By Ed Silverman from Pharmalot

breastcancerIn a move that has been eagerly anticipated, the National Comprehensive Cancer Network, a non-profit group of oncologists whose guidance is closely followed by leading treatment centers, has voted overwhelmingly in favor of maintaining its recommendation that Avastin should be used to treat breast cancer.
The vote – 24 in favor, none against and one abstention – comes one month after an FDApanel voted 6-to-0 to revoke the breast cancer indication for Avastin, which is sold by Roche (read the statement here). The drugmaker appealed a decision last December by the agency to yank the indication for the best-selling med, prompting an unusual two-day hearing that drew outbursts from cancer patients and their families (see this).
The endorsement by the NCCN is important because, as a practical matter, this means oncologists will likely continue to use Avastin even if FDA commish Margaret Hamburg decides to rescind the breast cancer indication. That would mean Avastin treatment for breast cancer would be relegated to off-label use, forcing third-party payers to decide whether to provide coverage.
For Roche, the NCCN endorsement is likely to be a boon, since treatment for breast cancer has typically generated about $1 billion or more in annual sales. Avastin rings registers – worldwide sales last year totaled about $6.8 billion and rose 9 percent, which meant this one drug accounted for 14 percent of total Roche sales.
A recent survey of 55 third-party payers found that 81 percent are covering Avastin for breast cancer, according to Reimbursement Intelligence, a market research firm, which conducted its survey shortly before the June 29 FDA hearing. Of those providing coverage, payers responded by saying they will take cues from either the FDA or the NCCN.
Meanwhile, the Centers for Medicare & Medicaid Services earlier this month indicated that coverage will continue, even if treatment amounts to off-label usage. CMS is not bound by whatever choice is ultimately made by Hamburg. The agency, of course, is required to cover FDA-approved indications for cancer drugs, but off-label coverage is not required (back story).
In explaining their initial decision, FDA officials cited the results of clinical studies and determined the data indicate Avastin does not prolong overall survival in breast cancer patients or provide a sufficient benefit in slowing disease progression to outweigh significant risks. These include severe high blood pressure; bleeding and hemorrhage; development of perforations in the body, including in the nose, stomach, and intestines; swelling of the brain, and heart attack or heart failure (read the memo).
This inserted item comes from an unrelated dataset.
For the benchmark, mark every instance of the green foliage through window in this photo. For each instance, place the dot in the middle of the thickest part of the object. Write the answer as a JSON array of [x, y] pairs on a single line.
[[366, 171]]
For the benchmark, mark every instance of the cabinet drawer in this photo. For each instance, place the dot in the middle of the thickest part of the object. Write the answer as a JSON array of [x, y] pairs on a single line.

But the NCCN decided that Avastin, “in combination with paclitaxel, is an appropriate therapeutic option for metastatic breast cancer with the evidence designation 2A,” which means more payers are likely to cover Avastin for breast cancer, according to Rhonda Greenapple of Reimbursement Intelligence. (You can read the guidelines here, but have to register first).
This is how UnitedHealth applies the designation: “This recommendation is based on lower level evidence, but there is uniform consensus that this is appropriate. But recommendations carry the implicit recognition that they may be superseded as higher-level evidence becomes available or as outcomes-based info becomes more prevalent” (read this).
The NCCN also added a footnote: “Randomized clinical trials in metastatic breast cancer document that the addition of (Avastin) to some first or second line chemotherapy agents modestly improves time to progression and response rates, but does not improve overall survival. The time to progression impact may vary among cytotoxic agents and appears greatest with (Avastin) in combination with weekly paclitaxel.”
It is worth noting, by the way, that 10 of the 33 members on the NCCN breast cancer panel have various ties to Roche and its Genentech unit as advisory board members, speakers, consultants, expert witnesses or having received clinical research support. The connections are not a secret – NCCN discloses this info for all panels and staff members on its web site (see here).